Apostrophe normalization

Overview

Apostrophe normalization is a global option that treats all apostrophe-like characters as equivalent during matching. This is particularly useful for text that may contain different apostrophe encodings (curly quotes, backticks, modifier letters, Arabic diacritics, etc.).

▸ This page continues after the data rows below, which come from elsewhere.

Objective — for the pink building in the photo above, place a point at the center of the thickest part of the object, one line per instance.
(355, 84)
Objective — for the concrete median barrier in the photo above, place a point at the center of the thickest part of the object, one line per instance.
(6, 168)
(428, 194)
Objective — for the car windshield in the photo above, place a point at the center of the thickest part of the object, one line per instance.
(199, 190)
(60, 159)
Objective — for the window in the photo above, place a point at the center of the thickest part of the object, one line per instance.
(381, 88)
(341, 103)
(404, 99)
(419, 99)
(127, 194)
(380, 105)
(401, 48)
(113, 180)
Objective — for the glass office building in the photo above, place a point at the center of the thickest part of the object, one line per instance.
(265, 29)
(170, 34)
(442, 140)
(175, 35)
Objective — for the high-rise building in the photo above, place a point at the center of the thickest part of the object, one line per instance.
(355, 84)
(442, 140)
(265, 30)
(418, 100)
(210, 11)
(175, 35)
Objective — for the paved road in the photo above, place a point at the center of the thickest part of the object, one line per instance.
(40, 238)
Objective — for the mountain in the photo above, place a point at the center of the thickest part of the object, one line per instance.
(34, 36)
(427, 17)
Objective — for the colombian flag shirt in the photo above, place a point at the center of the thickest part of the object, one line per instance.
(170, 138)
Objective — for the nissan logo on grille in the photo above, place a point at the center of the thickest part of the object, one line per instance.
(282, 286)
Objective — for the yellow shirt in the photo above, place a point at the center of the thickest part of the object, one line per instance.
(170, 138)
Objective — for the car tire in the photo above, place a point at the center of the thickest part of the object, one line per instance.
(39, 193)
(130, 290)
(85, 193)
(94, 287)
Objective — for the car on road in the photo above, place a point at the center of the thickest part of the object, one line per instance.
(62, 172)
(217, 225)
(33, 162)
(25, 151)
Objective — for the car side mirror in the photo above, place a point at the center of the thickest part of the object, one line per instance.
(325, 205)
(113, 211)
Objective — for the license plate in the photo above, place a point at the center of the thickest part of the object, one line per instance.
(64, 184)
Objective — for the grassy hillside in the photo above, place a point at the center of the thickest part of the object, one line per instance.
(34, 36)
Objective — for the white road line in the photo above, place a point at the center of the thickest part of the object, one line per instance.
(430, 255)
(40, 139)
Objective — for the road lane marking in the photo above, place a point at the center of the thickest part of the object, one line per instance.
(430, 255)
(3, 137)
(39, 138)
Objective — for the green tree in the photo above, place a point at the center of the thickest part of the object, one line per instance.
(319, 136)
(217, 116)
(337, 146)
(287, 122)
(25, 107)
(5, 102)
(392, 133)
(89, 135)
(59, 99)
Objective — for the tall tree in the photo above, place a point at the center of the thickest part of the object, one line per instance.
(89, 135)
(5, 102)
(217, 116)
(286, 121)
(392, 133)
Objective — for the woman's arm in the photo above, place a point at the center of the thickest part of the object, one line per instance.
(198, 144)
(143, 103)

When enabled, a rule defined with a standard apostrophe (') will match all apostrophe-like variants in the input text.

Supported characters

The following characters are treated as equivalent when normalizeApostrophes: true:

Character	Unicode	Name	Example
`'`	U+0027	Standard apostrophe	`don't`
`'`	U+2019	Right single quotation mark (curly)	`don't`
`	U+0060	Grave accent (backtick)	don`t
`ʼ`	U+02BC	Modifier letter apostrophe	`donʼt`
`ʾ`	U+02BE	Modifier letter right half ring (hamza)	`donʾt`
`‛`	U+201B	Single high-reversed-9 quotation mark	`don‛t`
`ʻ`	U+02BB	Modifier letter turned comma	`donʻt`
`ʿ`	U+02BF	Modifier letter left half ring (ain)	`donʿt`

The normalization regex is defined in src/constants.ts as:

export const APOSTROPHE_LIKE_REGEX = /['''`ʾ‛ʼʻʿ]/u;

Enabling normalization

Apostrophe normalization is controlled by the normalizeApostrophes option in BuildTrieOptions:

type BuildTrieOptions = {
  normalizeApostrophes?: boolean;
};

Basic example

import { buildTrie, searchAndReplace } from 'trie-rules';

const rules = [
  {
    from: ["don't"],
    to: "do not"
  }
];

// Build trie with normalization enabled
const trie = buildTrie(rules, { normalizeApostrophes: true });

// All of these will match:
console.log(searchAndReplace(trie, "don't worry"));
// Output: "do not worry"

console.log(searchAndReplace(trie, "don't worry"));  // curly quote
// Output: "do not worry"

console.log(searchAndReplace(trie, "don`t worry"));  // backtick
// Output: "do not worry"

console.log(searchAndReplace(trie, "donʾt worry"));  // hamza
// Output: "do not worry"

Without normalizeApostrophes: true, each variant would require a separate entry in the from array.

How it works

During build time

When building the trie with normalizeApostrophes: true:

Each source word in from arrays has apostrophe-like characters replaced with the standard apostrophe (')
The normalized form is inserted into the trie
The buildOptions object is stored at the trie root for reference during search

// src/trie.ts - buildTrie function
for (let source of sources) {
  source = normalizeApostrophes 
    ? source.replace(APOSTROPHE_LIKE_REGEX, "'") 
    : source;
  
  // ... insert into trie
}

During search time

When searching with searchAndReplace:

The algorithm checks if trie.buildOptions?.normalizeApostrophes is true
For each character in the input text:
- If it matches APOSTROPHE_LIKE_REGEX, it’s converted to ' for trie lookup
- The original character in the text is preserved (not modified)
Matches are found using the normalized lookup character

// src/trie.ts - searchAndReplace function
let lookupChar = currentChar;

// If apostrophe normalization is enabled, normalize apostrophe-like chars
if (normalizeApostrophes && APOSTROPHE_LIKE_REGEX.test(currentChar)) {
  lookupChar = "'";
}

if (!node[lookupChar]) {
  break;
}

Normalization only affects matching logic, not the output text. Apostrophe-like characters in the input are removed/replaced according to the rule’s replacement value.

Real-world use cases

Arabic transliteration

Apostrophes often represent Arabic diacritics like hamza (ʾ) and ain (ʿ). Different sources may use different apostrophe encodings:

const rules = [
  {
    from: ["al-Qur'an"],
    to: 'al-Qurʾān',
    options: { match: MatchType.Whole }
  },
  {
    from: ["Ka'bah"],
    to: 'Kaʿbah'
  }
];

const trie = buildTrie(rules, { normalizeApostrophes: true });

// All of these match correctly:
console.log(searchAndReplace(trie, "The recitation of al-Qur'an"));
// Output: "The recitation of al-Qurʾān"

console.log(searchAndReplace(trie, 'We went by the Ka`bah yesterday.'));
// Output: "We went by the Kaʿbah yesterday."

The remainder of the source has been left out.